Crypt Beneath St. Joseph des Carmes
The recovered bones of martyrs slaughtered during The Terror are on display in this church crypt.
Despite reminders of the French Revolution nearly everywhere you look, the one thing that can be hard to fathom in modern-day Paris is the sheer terror of The Terror. There’s at least one place where the violence of the French Revolution is still palpable, however.
Every Saturday at 3 pm, you can take a guided tour of the crypt beneath St. Joseph des Carmes. There you can see the battered remains and bloodstains of some lesser-known victims of The Reign of Terror: a group collectively known as the martyrs of September.

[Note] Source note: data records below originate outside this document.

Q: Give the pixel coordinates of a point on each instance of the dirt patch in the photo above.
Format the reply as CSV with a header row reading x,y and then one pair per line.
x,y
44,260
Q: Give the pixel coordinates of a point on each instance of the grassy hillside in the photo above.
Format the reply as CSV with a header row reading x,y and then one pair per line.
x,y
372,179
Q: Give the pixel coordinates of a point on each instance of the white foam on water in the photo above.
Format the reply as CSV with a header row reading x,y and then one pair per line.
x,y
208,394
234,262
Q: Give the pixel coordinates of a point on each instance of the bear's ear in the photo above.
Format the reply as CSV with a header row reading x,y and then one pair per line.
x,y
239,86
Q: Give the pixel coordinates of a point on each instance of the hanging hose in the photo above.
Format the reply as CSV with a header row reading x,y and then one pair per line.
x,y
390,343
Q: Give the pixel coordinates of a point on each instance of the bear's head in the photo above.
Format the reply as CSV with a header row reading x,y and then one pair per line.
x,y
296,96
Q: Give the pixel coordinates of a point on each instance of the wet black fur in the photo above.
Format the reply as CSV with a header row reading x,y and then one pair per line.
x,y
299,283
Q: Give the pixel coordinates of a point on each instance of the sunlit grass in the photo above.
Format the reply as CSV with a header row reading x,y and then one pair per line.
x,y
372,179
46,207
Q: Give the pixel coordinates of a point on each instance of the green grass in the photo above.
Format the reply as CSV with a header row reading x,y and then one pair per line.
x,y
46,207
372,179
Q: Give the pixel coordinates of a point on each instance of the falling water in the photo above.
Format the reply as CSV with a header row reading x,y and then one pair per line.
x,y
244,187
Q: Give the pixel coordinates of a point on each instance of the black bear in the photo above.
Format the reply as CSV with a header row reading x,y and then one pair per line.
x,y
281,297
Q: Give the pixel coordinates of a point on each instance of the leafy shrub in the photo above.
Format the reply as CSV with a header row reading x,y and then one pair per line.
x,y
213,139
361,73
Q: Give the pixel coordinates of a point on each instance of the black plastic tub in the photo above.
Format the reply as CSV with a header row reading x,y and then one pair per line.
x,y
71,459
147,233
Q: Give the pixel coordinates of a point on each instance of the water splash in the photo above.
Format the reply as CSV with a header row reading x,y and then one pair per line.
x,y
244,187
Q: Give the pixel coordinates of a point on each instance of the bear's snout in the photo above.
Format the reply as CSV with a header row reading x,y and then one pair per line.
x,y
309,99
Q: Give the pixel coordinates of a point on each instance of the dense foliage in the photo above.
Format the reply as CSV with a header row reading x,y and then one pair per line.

The martyrs were a group of priests, seminarians, bishops, and, most famously, the Archbishop of Arles. They were rounded up by a mob of sans-culottes and imprisoned in the convent near St. Joseph’s after refusing to take an oath that undermined papal authority. The mob’s punishment for this transgression was quick and especially brutal. They began killing their prisoners on September 2, 1792, when they bashed in the Archbishop’s head, stabbed him, and trampled the body.
The following day the mob set up a kangaroo court to try the remaining prisoners. Martyrologist John Foxe described them as soaked in blood up to the elbows with executioners and judges freely subbing in for one another without bothering to wipe the gore off their hands.
Unsurprisingly, nearly all the clergy members were found guilty. But instead of condemning them from the bench, the judges simply told them they were free to leave. Each defendant left down the same stairway and at the bottom there were plenty of people waiting to hack their bodies apart. When it was over, 190 people were killed at the convent in just two days. Their bodies were laid in heaps, carried away on carts and thrown in a pit and covered in quicklime.
Today, some of the recovered bones of the martyrs are on display in the church crypt. Many still have the obvious marks of swords and pikes. Some skulls sit in niches, while others are stacked in a cabinet above the epitaph, “Having preferred death to violating the holy law of God, they were massacred.”
In a separate room, bloodstained paving stones are displayed. The spilled blood, coupled with the list of names of the martyrs and the portraits of the executed bishops, allows us an unusually visceral, yet empathetic look at these casualties of the Terror.